Abstract 3152: Development of iPSC-derived human liver organoids for preclinical drug testing and toxicology studies

Abstract Background and Purpose: Over 90% of drug candidates fail during clinical trials, often due to insufficient efficacy and unmanageable toxicity. Drug-induced liver injury (DILI) is frequently missed in preclinical testing due to a lack of robust and predictive liver models. We report the de novo development of iPSC-derived human liver organoids as scalable, reliable, and physiologically relevant preclinical toxicology models. Methods: Using an efficient and reproducible iPSC-differentiation protocol, we generated long term expandable, cryopreservable bipotential 3dGROTM Human iPSC-derived Liver Progenitor Organoids, which differentiate into mature liver organoids (MLOs) containing multiple liver cell types. Results: The iPSC-derived mature liver organoids display long-term stability, secrete albumin and urea, and express key biomarkers of mature hepatocytes (albumin, CYP3A4, HNF4a, PCK2) and cholangiocytes (Sox17, Sox9, CK7, MRP2). They also exhibit functional Phase I/II liver enzymes (CYP3A4, CYP2C9, CYP1A2, ALT, AST, GST) and active bile salt/drug transporters.
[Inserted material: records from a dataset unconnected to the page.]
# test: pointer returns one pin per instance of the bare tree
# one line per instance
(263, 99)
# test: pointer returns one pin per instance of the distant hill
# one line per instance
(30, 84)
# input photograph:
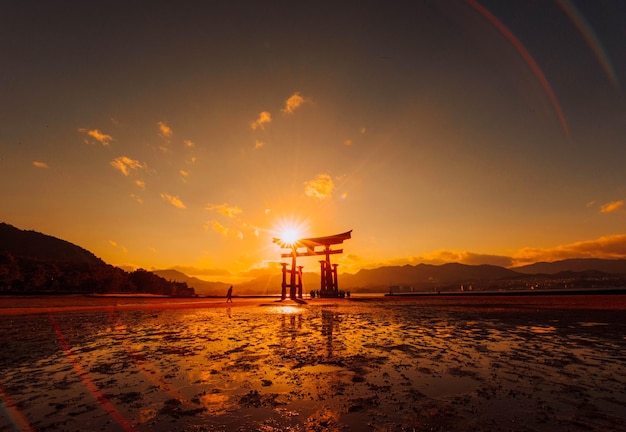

Compared to primary hepatocytes, our 3dGROTM Human iPSC-derived Mature Liver Organoids demonstrate comparable functionality and outperform HepG2 cells and liver spheroids. In DILI assays, MLOs responded to drug treatment with elevated liver enzymes, confirming their potential for toxicology screening. Conclusion: These liver organoids represent a powerful tool for high-throughput drug screening, DMPK and toxicological studies, with future applications including disease modeling of hepatocellular carcinoma, MASLD, and NASH. Citation Format: Fong Cheng Pan, Mahi Rahman, David Austin, Stephan Krieg, Luisa Marie Pfeifer, Anthony Saporita, Philip Hewitt, Steven Johnston, Laura Braeuninger-Weimer, Willem Kools, Vi Chu. Development of iPSC-derived human liver organoids for preclinical drug testing and toxicology studies abstract. In: Proceedings of the American Association for Cancer Research Annual Meeting 2026; Part 1 (Regular Abstracts); 2026 Apr 17-22; San Diego, CA. Philadelphia (PA): AACR; Cancer Res 2026;86(7 Suppl):Abstract nr 3152.